でも流石王族だよな、自前の船を持っているのか。
しかし、それよりも驚きなのがその船を沈めるような不届きものがいるという事だ。
「何者の仕業なのか、まだ分かっていませんが…。船を護衛していた者によると、黒いフードを被った者達が沈む船から出て来たとか…」
「なるほど、それではその黒いフードの者を探しているというわけですか?」
「いえ、そちらの方は手配済です。問題は、船が沈められた際に船を動かすために雇っていたテイマーが命を落としてしまい、船を動かせなくなったのです」
『ふむ、何か嫌な予感がするのう』
ああ、俺もだよ。
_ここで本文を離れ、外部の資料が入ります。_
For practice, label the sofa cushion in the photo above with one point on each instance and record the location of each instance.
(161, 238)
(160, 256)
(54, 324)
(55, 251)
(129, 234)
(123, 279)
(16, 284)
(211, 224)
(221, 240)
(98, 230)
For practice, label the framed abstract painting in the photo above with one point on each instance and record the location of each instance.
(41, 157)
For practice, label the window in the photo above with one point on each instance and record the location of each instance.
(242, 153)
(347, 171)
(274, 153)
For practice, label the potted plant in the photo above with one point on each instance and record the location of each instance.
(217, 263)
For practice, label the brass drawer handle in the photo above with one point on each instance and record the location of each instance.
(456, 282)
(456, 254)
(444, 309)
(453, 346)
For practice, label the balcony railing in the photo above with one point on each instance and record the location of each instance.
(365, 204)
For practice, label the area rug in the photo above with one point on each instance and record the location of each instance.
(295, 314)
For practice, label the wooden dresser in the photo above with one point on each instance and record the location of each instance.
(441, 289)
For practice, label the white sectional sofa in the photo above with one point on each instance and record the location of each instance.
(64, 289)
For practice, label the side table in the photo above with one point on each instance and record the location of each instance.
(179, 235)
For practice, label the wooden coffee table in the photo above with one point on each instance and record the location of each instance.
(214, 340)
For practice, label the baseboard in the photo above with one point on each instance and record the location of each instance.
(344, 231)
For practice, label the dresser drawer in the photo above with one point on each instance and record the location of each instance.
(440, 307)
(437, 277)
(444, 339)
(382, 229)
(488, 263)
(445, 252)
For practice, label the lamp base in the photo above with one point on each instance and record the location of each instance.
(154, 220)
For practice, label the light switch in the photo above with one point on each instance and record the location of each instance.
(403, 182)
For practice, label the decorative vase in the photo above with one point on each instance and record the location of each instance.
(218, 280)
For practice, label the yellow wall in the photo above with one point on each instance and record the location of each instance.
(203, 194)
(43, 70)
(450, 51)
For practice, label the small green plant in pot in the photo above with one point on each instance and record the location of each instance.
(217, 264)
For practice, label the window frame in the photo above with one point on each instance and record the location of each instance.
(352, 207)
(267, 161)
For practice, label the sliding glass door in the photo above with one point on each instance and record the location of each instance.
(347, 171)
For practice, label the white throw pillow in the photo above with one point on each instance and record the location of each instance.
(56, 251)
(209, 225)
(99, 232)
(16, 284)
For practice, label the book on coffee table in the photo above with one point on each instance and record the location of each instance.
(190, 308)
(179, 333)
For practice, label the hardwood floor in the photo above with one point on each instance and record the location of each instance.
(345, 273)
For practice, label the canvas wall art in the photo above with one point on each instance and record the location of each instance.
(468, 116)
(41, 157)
嫌な予感しかしない。
黒いフードの怪しい奴っていうのも気になるが、テイマーねぇ。
「新たにテイマーを雇うにしても、この国にはテイマー自体が少ないみたいでね、ほとほと困り果てた時に『ラ・ステラ』という新参のパーティーに魔獣調教師《ビーストテイマー》がいるという話を聞いたんだよ」
(まさか、今日の今日でもう話が出回っているのか?)
『どう考えても、あのグランドマスターの仕業であろうよ』
だよなー。俺を魔獣調教師《ビーストテイマー》にしておかないと、色々と拙いみたいだったし。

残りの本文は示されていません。